When it comes to unrest in the Middle East, people often assume that there is a religious angle. Is any of what’s going on coloured by Islamic fundamentalism?
These protests were not driven by any kind of political parties within Tunisia, however few there are, or by any outside – the Islamic party had been banned, and its leader had been in exile. When the protests started in Egypt, the government tried to blame the Muslim Brotherhood, for obvious reasons, because that’s what [the government’s] narrative is: ‘We’re the bulwark against these loonies.’ But the Muslim Brotherhood said, ‘We didn’t ask people to go and demonstrate.’ It was really just people who were fed up.

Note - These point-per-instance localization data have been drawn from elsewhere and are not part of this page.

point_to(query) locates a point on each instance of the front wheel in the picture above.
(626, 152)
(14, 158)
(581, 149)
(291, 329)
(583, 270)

The thing with Egypt is that earlier this year, there was a young man who was arrested, and he asked them, ‘Do you have a warrant?’ And because he dared to ask them. ‘Do you have a warrant?’ they took him to the police station, and they tortured him until he died. And he was just a young, regular man, not a part of any known political party, and there was the same kind of identification as you see in Tunisia with Muhamed Bouazizi. And so, this is what it’s looking like right now. These are just young people who are fed up.
Tomorrow is Friday, and the Muslim Brotherhood said it will join the protests, so things could change. But at the moment, it does seem like it’s a secular movement run by average people.